Hi all
I’m quite new to nagios (two days now…) and have a couple of (maybe) silly questions. Our environment:
- We’re completely on AIX 5.3 ML03
- Compile and installation of Nagios 2.04b went good.
- Ping service and parent/child relationships have successfully been set up.
-
One thing we are interested in is a consolidated view of permanent hardware errors of our clients. On AIX you use the “errpt” command to get a list of the last error-entries and the “errpt -a” command to get more details. I searched the web and did not find an agent or software capable of sending the latest errpt-entries matching the requirements named above. How do others get hardware errors reported?
-
If we would find something suitable (or write our own) how could correlation be done? We have up to 10-12 micro partitions per IBM Power5 P570, with shared hardware (e.g. network adapter). We would like to receive only one event per hardware-failure. Right now every affected partition will report its own failure.
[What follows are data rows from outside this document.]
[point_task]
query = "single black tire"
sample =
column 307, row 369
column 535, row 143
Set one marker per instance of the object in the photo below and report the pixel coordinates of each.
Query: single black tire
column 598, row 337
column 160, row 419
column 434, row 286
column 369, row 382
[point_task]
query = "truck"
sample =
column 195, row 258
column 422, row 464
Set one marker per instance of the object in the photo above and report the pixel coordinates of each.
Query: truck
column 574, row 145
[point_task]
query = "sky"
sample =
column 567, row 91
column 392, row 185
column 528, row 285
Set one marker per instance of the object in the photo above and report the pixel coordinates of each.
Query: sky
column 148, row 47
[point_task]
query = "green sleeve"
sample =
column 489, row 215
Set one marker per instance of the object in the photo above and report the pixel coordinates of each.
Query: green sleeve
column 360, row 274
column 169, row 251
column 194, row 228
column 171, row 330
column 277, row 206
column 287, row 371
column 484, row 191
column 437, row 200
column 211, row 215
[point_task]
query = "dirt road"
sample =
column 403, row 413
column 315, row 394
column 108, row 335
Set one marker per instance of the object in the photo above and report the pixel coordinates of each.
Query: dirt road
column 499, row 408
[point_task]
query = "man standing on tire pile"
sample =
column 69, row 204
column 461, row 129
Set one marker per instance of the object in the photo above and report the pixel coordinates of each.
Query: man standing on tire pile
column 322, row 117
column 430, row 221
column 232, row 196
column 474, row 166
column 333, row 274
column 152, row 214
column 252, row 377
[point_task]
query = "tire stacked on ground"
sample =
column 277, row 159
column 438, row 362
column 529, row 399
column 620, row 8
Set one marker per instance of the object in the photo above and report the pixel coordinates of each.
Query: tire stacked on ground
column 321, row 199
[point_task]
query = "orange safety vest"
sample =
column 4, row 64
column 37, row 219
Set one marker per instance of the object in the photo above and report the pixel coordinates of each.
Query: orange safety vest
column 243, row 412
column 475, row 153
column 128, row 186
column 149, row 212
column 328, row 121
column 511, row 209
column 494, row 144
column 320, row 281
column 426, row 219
In my understanding Nagios is not capable of doing correlation today so I searched a bit and found SEC (Lightweight Event Correlation). I’m very unsure if it’s the right tool and where to place it. Has it to be on the nagios-server itself (my guess) or on every single client.
The correlation logic would be like follows:
Search for errpt events within the last 10 minutes. For every event do remember the hostname and look up in a table the related p570-system. Send the event only once per p570.
Can SEC handle thatlike stuff? How does the connection to Nagios look like?
Best thanks in advance…Kuffi